Disposable income still falling despite upsurge in employment
Latest CSO figures show disposable income of households fell by €1.1 billion in first quarter
The figures indicated gross household saving decreased by €982 million to €2.6 billion during the same period. Photographer: Mario Proenca/Bloomberg
The disposable income of Irish households is still falling despite more people being at work.
According to new data from the Central Statistics Office (CSO), gross disposable income of Irish households was €22.2 billion in the first quarter of this year.
This represented a fall of €1.1 billion or 4.8 per cent on the previous quarter.
The figures suggest the increase in dispoable income from more people being at work is being offset by the downward pressure on income from new taxes and charges associated with the Government’s long-standing austerity drive.
Minister for Finance Michael Noonan has vowed to do something for hard-pressed middle-income households in the Budget.
Most indications suggest he is likely to widen the tax bands to take more people out of the higher tax bracket.
The CSO figures also show that during the same time there was also a decrease in quarterly household expenditure, which dropped €138 million to €19.6 billion.
This may go some way to explaining the weak level of consumer spending in the economy which has yet to recover from financial turmoil of recent years.
The figures indicated gross household saving decreased by €982 million to €2.6 billion during the same period.
On an annual basis, however, gross saving for the total economy increased by €396 million to €8.6 billion in the first quarter of 2014.

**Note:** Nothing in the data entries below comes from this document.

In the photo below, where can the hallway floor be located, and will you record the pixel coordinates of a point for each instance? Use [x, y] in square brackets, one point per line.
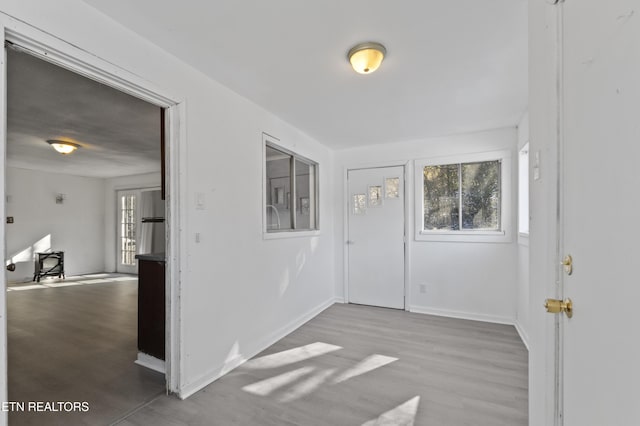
[360, 365]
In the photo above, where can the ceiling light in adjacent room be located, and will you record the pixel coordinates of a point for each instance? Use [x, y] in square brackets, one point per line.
[366, 57]
[63, 147]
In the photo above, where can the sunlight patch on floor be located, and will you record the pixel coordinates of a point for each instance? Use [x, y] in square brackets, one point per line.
[291, 356]
[402, 415]
[307, 386]
[368, 364]
[72, 281]
[267, 386]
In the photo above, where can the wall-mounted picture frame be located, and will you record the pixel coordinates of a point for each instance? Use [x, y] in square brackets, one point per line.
[304, 205]
[375, 196]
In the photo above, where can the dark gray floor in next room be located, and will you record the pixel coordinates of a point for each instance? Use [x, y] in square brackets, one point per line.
[76, 340]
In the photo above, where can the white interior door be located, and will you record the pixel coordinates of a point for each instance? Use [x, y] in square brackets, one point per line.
[128, 228]
[601, 206]
[376, 236]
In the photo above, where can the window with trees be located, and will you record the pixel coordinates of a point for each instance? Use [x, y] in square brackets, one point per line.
[462, 196]
[291, 191]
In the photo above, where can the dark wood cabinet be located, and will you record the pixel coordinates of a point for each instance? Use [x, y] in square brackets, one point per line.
[151, 306]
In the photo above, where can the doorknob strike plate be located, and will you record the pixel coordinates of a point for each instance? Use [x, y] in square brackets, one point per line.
[555, 306]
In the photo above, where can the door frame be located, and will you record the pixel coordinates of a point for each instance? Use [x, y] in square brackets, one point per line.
[406, 166]
[59, 52]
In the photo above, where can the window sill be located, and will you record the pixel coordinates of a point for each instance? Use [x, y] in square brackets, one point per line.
[464, 236]
[289, 234]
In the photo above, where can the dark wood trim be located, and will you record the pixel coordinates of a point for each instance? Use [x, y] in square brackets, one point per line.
[162, 153]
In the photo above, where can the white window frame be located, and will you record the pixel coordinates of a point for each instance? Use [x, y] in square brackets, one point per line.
[523, 194]
[502, 235]
[268, 140]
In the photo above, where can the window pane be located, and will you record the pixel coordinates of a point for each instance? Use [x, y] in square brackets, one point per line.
[441, 188]
[481, 195]
[128, 229]
[305, 195]
[278, 189]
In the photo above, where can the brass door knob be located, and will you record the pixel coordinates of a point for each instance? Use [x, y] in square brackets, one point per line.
[567, 262]
[555, 306]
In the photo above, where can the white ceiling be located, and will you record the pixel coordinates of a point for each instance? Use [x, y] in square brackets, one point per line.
[119, 134]
[452, 66]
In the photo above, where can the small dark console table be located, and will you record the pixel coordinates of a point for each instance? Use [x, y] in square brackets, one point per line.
[151, 304]
[48, 264]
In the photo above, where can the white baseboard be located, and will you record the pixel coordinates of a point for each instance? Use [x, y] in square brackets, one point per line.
[462, 315]
[523, 334]
[189, 389]
[151, 362]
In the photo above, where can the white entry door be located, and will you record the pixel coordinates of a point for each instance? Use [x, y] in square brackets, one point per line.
[600, 345]
[376, 236]
[128, 230]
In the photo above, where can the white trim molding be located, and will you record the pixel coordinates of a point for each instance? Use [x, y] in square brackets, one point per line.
[503, 235]
[462, 315]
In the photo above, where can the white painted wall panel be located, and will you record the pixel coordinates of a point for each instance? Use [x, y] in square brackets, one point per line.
[522, 319]
[76, 226]
[473, 280]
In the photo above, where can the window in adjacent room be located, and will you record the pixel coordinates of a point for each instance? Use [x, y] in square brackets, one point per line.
[523, 191]
[291, 191]
[462, 198]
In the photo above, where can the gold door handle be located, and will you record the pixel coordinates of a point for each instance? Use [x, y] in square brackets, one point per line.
[555, 306]
[567, 262]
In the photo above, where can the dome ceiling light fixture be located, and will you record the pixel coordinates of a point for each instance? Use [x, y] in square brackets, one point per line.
[63, 147]
[366, 57]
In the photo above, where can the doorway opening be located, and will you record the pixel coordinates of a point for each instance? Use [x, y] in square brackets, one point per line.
[66, 203]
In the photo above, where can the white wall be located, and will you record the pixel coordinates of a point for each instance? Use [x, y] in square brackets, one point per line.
[147, 180]
[76, 226]
[239, 292]
[464, 279]
[522, 318]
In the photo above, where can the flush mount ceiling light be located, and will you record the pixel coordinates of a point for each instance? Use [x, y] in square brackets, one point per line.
[366, 57]
[63, 147]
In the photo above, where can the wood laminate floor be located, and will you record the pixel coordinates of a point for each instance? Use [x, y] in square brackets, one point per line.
[359, 365]
[76, 340]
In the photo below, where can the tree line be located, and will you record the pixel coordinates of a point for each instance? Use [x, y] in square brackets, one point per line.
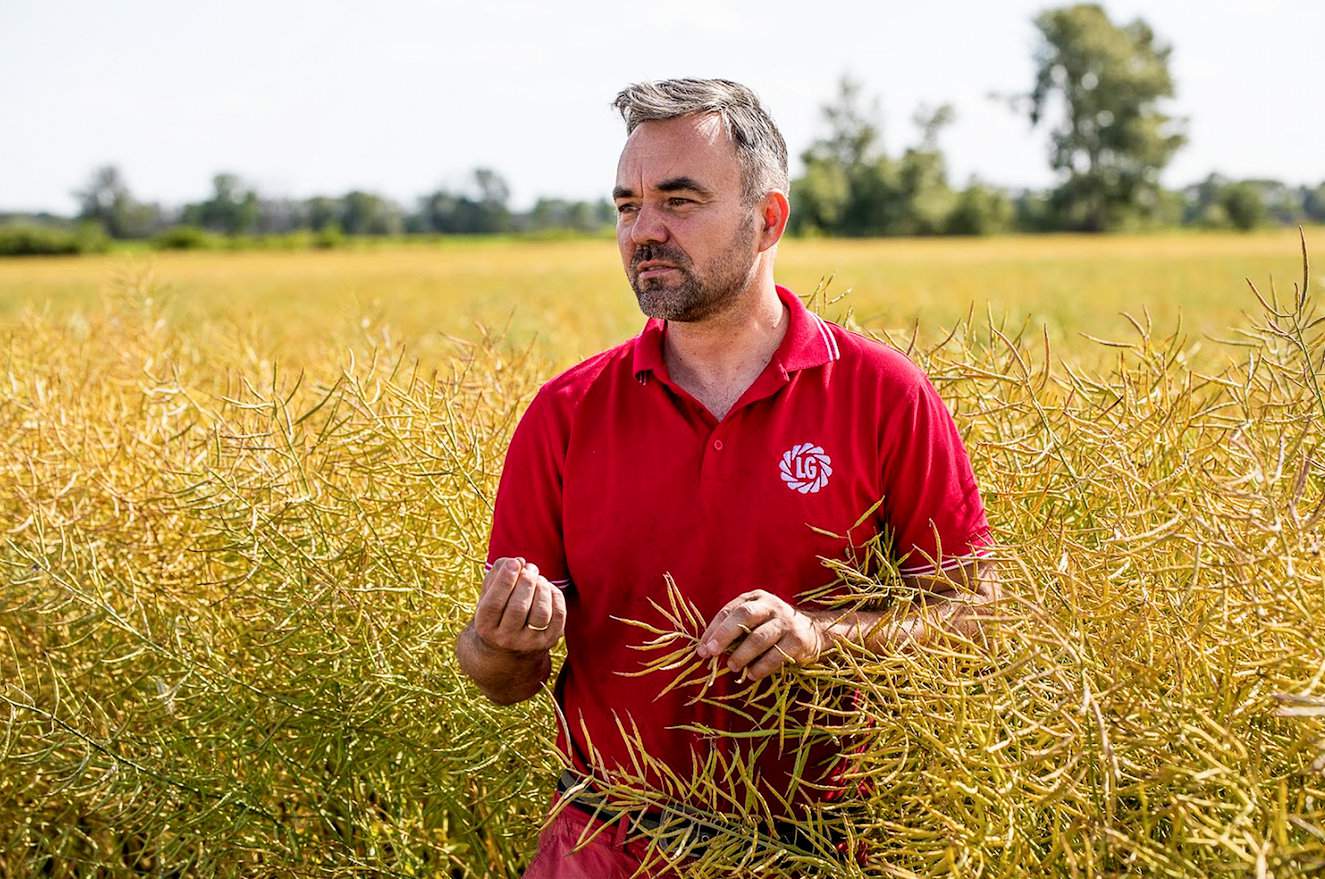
[1099, 93]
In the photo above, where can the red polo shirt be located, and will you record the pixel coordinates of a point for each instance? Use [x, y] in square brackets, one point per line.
[616, 476]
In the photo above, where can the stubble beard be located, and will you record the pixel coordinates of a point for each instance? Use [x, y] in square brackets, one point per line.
[692, 297]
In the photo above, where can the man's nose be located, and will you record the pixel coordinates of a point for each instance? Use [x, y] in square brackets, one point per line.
[648, 226]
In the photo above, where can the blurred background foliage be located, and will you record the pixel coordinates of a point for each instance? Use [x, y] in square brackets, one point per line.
[1100, 93]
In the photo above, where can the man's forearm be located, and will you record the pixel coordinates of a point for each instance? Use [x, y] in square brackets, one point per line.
[504, 676]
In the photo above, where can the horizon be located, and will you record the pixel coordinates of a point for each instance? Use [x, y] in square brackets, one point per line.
[322, 101]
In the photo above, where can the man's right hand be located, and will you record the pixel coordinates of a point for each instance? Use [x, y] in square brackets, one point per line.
[520, 611]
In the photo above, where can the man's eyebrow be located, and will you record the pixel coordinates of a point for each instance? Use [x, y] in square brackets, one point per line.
[683, 183]
[671, 184]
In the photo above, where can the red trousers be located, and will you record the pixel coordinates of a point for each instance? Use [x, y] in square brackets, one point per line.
[612, 854]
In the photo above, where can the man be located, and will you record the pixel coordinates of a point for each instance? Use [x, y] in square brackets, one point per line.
[706, 448]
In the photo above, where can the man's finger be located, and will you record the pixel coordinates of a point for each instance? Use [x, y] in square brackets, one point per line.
[541, 607]
[743, 618]
[557, 627]
[773, 659]
[497, 587]
[754, 644]
[521, 597]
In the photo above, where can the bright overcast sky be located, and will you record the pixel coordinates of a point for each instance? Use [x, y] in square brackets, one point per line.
[399, 97]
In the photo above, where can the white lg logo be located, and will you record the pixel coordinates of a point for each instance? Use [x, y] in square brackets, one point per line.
[806, 468]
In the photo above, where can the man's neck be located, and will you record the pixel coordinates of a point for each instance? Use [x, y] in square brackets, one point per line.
[717, 358]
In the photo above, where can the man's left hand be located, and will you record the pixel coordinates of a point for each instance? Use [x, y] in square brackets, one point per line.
[765, 633]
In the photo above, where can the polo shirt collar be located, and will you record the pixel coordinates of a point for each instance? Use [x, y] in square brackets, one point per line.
[807, 342]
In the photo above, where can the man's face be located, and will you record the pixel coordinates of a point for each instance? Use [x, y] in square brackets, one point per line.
[687, 240]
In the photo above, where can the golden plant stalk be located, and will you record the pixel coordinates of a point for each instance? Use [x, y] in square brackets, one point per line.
[235, 554]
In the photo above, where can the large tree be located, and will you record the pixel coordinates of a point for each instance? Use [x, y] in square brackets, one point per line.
[1099, 86]
[106, 199]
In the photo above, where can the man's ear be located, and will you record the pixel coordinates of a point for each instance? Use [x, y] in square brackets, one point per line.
[774, 212]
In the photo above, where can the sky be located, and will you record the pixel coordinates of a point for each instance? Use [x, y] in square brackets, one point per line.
[403, 96]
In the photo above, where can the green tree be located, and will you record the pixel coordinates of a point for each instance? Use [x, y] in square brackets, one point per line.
[106, 199]
[981, 210]
[369, 214]
[1109, 138]
[1243, 204]
[233, 208]
[851, 186]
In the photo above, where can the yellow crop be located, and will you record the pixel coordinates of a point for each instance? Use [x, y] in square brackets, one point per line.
[244, 501]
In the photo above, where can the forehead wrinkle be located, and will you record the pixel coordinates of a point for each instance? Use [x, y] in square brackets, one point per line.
[649, 157]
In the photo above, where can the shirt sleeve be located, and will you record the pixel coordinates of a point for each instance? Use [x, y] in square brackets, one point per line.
[528, 511]
[932, 505]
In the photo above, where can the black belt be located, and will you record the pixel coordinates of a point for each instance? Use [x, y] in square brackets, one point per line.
[701, 833]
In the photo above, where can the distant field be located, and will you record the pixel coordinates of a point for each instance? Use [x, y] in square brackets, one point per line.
[574, 298]
[245, 501]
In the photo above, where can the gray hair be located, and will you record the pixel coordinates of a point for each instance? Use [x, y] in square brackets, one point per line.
[758, 143]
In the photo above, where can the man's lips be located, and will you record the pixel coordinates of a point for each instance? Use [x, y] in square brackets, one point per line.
[649, 268]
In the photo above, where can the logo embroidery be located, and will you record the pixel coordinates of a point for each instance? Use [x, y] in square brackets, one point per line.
[806, 468]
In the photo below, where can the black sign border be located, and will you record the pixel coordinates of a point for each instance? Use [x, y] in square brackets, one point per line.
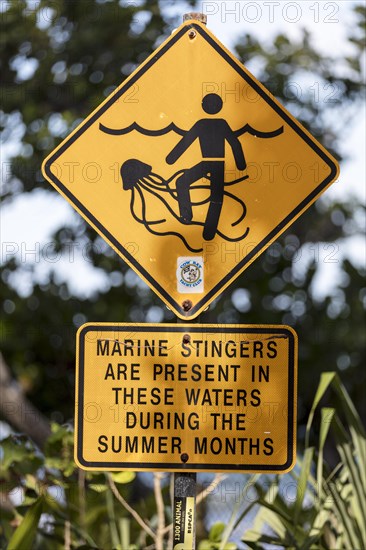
[123, 251]
[281, 331]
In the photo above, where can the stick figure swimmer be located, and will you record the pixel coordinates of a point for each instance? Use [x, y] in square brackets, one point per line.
[212, 134]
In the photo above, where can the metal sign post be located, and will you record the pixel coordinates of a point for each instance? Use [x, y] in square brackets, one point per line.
[184, 512]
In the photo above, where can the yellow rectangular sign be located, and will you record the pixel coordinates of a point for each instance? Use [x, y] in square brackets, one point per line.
[173, 397]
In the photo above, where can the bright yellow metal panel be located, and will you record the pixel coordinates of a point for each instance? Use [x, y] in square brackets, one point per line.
[190, 169]
[186, 397]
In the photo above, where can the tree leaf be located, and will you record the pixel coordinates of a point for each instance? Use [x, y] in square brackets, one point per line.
[24, 535]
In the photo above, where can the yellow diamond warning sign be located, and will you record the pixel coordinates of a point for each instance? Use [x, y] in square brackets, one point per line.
[172, 397]
[190, 169]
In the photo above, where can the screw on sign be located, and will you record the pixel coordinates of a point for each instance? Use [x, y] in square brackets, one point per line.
[188, 173]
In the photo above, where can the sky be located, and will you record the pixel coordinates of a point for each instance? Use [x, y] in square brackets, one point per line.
[28, 222]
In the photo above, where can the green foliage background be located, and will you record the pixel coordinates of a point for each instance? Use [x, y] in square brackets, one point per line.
[79, 52]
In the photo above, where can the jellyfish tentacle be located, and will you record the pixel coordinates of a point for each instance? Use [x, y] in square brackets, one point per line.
[233, 239]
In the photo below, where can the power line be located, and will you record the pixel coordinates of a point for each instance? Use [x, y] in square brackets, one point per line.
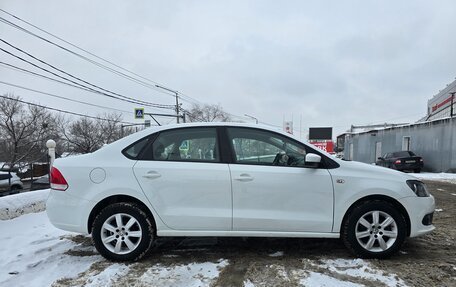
[74, 77]
[62, 111]
[13, 67]
[88, 52]
[183, 96]
[63, 98]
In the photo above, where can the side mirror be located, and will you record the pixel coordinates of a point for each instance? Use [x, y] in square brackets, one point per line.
[312, 160]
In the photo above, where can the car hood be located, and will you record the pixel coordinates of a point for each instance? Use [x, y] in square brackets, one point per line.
[370, 171]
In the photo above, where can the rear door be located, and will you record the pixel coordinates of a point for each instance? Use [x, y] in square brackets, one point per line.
[185, 181]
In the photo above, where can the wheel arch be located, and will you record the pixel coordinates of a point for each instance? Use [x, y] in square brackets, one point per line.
[117, 199]
[380, 197]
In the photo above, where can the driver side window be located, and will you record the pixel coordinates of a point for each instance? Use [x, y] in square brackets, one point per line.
[252, 146]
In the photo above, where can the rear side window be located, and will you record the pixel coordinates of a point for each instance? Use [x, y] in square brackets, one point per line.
[133, 150]
[189, 144]
[253, 146]
[5, 176]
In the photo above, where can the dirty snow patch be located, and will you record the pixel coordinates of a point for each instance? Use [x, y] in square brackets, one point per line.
[321, 280]
[108, 276]
[276, 254]
[15, 205]
[33, 252]
[189, 275]
[360, 269]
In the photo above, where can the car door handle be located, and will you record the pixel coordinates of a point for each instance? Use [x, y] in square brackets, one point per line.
[152, 175]
[244, 177]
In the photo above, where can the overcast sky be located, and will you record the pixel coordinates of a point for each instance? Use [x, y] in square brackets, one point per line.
[331, 63]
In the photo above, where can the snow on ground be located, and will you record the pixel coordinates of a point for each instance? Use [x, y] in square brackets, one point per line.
[33, 252]
[12, 206]
[359, 268]
[318, 279]
[446, 177]
[185, 275]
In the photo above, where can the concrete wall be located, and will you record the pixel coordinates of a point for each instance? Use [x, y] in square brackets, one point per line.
[435, 141]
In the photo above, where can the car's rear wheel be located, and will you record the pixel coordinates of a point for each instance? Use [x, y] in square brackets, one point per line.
[374, 229]
[123, 232]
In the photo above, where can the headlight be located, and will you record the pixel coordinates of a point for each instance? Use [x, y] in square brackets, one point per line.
[418, 188]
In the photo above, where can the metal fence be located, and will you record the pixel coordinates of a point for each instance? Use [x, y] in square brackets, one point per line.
[435, 141]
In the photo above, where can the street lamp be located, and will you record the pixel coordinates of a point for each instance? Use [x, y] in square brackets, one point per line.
[252, 117]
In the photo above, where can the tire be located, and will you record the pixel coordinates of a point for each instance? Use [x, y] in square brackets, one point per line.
[123, 232]
[374, 229]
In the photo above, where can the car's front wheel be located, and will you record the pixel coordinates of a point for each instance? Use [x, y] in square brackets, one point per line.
[374, 229]
[123, 232]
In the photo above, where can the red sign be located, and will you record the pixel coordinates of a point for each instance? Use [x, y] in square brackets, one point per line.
[327, 146]
[438, 106]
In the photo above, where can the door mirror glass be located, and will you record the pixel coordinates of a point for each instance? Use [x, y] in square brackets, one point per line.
[313, 160]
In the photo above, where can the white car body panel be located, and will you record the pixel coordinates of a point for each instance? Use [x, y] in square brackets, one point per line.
[280, 198]
[188, 195]
[220, 205]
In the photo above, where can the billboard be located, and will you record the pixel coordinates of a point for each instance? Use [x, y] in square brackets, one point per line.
[320, 134]
[327, 146]
[288, 127]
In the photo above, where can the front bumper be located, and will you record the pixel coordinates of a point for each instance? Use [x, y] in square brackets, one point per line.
[418, 209]
[67, 212]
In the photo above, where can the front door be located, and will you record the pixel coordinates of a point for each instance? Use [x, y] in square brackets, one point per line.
[272, 188]
[185, 181]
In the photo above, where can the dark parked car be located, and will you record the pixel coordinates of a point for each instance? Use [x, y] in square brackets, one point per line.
[401, 160]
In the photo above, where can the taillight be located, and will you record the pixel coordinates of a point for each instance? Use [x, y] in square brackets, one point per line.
[58, 182]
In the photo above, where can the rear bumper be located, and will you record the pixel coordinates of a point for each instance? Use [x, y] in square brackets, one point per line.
[67, 212]
[418, 209]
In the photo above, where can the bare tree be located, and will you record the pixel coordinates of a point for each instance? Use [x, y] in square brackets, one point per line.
[207, 113]
[88, 135]
[24, 130]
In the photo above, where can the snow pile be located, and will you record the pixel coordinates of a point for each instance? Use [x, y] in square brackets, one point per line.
[33, 253]
[189, 275]
[446, 177]
[18, 204]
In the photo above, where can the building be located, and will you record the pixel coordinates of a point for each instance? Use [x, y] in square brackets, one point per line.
[443, 104]
[433, 137]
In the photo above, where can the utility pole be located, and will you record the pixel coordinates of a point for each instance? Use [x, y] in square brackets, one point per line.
[452, 103]
[252, 117]
[177, 99]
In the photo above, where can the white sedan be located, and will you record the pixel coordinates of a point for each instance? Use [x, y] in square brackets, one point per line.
[230, 179]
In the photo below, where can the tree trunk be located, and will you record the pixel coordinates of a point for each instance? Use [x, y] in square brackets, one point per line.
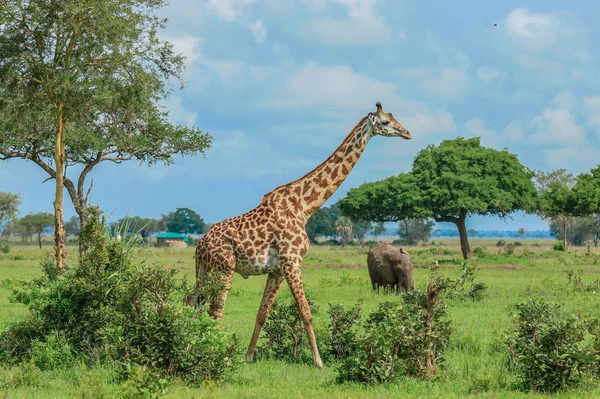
[565, 231]
[464, 239]
[59, 162]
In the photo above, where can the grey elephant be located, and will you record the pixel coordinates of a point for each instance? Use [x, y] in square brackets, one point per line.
[390, 267]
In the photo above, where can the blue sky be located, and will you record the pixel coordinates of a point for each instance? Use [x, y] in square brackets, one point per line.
[279, 84]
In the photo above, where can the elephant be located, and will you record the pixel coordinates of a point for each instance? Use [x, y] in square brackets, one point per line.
[390, 267]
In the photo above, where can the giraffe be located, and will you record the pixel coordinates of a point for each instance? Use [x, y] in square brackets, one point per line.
[271, 238]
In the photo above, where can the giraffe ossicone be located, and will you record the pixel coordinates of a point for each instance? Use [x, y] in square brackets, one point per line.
[271, 238]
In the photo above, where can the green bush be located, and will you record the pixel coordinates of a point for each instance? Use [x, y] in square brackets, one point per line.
[110, 308]
[51, 352]
[559, 246]
[285, 333]
[343, 330]
[509, 249]
[547, 349]
[399, 340]
[480, 252]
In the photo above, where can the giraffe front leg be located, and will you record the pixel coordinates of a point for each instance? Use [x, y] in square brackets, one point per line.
[217, 302]
[273, 284]
[293, 277]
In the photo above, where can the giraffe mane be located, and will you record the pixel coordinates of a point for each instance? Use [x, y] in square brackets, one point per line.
[329, 158]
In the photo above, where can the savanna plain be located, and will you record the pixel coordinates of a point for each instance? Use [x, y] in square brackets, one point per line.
[475, 362]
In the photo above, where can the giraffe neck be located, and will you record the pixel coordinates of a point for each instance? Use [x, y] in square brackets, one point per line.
[312, 190]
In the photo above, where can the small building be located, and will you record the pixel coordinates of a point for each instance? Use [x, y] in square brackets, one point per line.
[173, 240]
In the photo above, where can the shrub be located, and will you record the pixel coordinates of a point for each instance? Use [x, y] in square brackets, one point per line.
[576, 282]
[464, 287]
[285, 334]
[110, 308]
[509, 249]
[546, 349]
[480, 252]
[559, 246]
[52, 351]
[142, 383]
[343, 330]
[407, 337]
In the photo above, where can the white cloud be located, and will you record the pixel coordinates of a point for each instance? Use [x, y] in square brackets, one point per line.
[363, 25]
[188, 46]
[555, 44]
[178, 113]
[488, 75]
[451, 83]
[592, 105]
[229, 10]
[523, 23]
[557, 125]
[513, 132]
[338, 90]
[579, 159]
[258, 30]
[477, 128]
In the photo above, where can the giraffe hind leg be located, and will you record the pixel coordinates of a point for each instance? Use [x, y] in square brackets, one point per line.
[293, 277]
[271, 289]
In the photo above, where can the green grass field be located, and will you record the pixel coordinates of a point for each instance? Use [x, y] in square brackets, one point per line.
[475, 364]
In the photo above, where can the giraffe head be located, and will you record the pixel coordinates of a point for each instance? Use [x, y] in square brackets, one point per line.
[384, 124]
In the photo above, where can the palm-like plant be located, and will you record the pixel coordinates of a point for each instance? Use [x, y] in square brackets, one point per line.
[343, 229]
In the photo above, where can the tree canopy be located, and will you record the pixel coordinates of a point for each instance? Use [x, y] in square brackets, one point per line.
[555, 197]
[184, 221]
[9, 206]
[448, 182]
[36, 223]
[81, 82]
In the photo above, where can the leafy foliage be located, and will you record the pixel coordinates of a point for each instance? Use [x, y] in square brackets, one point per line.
[111, 309]
[284, 333]
[321, 224]
[447, 183]
[36, 223]
[184, 221]
[100, 71]
[73, 226]
[547, 349]
[411, 231]
[405, 337]
[9, 206]
[343, 330]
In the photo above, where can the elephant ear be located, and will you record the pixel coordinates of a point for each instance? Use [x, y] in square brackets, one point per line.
[385, 259]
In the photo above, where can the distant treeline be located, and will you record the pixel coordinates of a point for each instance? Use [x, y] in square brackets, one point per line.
[441, 233]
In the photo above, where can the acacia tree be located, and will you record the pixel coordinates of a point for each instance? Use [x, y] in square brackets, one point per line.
[320, 224]
[411, 231]
[9, 206]
[36, 223]
[585, 200]
[184, 221]
[554, 197]
[343, 229]
[80, 84]
[448, 183]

According to the CSO, this is explained by a decrease in the gross saving of non-financial corporations, which fell 1.06 billion, being offset by increases in the saving of households (+€277 million), Government (+€897 million) and the financial sector (+€296 million).
The saving deficit of Government totalled €1.7 billion in the first quarter, an improvement of €897 million on the same period last year. This was down to increased taxes on production and social contributions.